Bright spots in a year of political and environmental uncertainty

The near immediate acceleration of clean energy efforts in the UAE and wider ME region after COP26 is a phenomenon being replicated all over the world. There appears to be a near universal sentiment that the message “actions speak louder than words” has been heard and acted upon by global leaders in government, industry and innovation sectors. Turning COP26’s plans into reality is the next great struggle, one with little to no time to spare.
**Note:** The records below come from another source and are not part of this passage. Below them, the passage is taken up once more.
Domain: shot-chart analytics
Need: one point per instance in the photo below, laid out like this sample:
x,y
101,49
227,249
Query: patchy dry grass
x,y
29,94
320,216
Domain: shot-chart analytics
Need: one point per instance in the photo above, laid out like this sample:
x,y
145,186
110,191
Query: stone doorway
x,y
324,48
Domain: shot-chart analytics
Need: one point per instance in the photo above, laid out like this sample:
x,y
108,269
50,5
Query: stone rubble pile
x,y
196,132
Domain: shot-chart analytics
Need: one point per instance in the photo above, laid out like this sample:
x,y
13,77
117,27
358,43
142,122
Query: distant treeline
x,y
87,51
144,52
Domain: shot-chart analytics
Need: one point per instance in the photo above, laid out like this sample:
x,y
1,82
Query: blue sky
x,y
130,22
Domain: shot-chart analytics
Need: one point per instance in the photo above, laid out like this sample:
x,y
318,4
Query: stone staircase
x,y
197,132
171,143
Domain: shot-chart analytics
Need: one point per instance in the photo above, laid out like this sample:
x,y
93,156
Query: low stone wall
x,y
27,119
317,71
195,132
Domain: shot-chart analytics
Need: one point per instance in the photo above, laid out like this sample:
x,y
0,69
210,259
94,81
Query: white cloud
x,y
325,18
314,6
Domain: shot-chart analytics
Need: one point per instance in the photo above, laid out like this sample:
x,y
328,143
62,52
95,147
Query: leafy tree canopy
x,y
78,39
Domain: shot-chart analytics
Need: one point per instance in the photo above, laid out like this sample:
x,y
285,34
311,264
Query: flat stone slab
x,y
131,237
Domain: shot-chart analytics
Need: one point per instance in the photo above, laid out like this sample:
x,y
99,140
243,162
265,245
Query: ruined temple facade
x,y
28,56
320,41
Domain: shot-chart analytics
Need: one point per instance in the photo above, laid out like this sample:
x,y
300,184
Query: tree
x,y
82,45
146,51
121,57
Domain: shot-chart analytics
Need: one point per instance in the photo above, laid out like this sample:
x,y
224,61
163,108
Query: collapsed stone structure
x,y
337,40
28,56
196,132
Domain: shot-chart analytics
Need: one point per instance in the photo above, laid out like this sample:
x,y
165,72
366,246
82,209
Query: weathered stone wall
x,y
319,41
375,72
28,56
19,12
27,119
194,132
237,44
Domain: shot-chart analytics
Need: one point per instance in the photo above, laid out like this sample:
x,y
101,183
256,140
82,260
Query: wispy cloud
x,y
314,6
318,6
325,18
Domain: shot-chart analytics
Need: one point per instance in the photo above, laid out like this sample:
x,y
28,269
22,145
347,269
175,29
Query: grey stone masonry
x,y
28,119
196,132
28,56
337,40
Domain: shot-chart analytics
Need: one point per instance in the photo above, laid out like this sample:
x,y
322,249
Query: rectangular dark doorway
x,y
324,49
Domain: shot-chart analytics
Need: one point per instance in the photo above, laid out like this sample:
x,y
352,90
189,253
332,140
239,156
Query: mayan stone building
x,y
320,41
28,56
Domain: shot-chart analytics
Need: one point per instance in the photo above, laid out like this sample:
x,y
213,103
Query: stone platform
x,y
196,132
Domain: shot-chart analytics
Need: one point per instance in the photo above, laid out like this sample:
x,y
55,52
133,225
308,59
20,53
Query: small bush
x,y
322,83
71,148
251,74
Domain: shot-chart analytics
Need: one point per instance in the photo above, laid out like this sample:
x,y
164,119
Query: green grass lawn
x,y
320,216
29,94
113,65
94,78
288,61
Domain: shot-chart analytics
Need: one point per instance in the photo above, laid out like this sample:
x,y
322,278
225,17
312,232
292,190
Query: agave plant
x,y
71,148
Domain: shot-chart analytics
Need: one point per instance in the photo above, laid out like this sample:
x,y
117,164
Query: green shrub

As well as the ground-breaking agreements made in Glasgow, the final months of 2021 are bringing several bright predictions for the immediate future conditions of key sustainability sectors. The costs attached to solar panels, LED bulbs and lithium-ion batteries have plunged by approximately 90% in the past decade, with further drops anticipated as they are fuelled by further breakthrough innovations. Similarly, it’s widely predicted that the next year or two may see the tipping point where electric cars become cheaper to buy than hydrocarbon-fuelled cars.

With such world-changing technologies at the point of mass-adoption, driven on by perhaps the strongest international political will and public insistence ever generated in history on the subject of protecting our planet’s future, there is a note of cautious optimism in the air as we enter December 2021.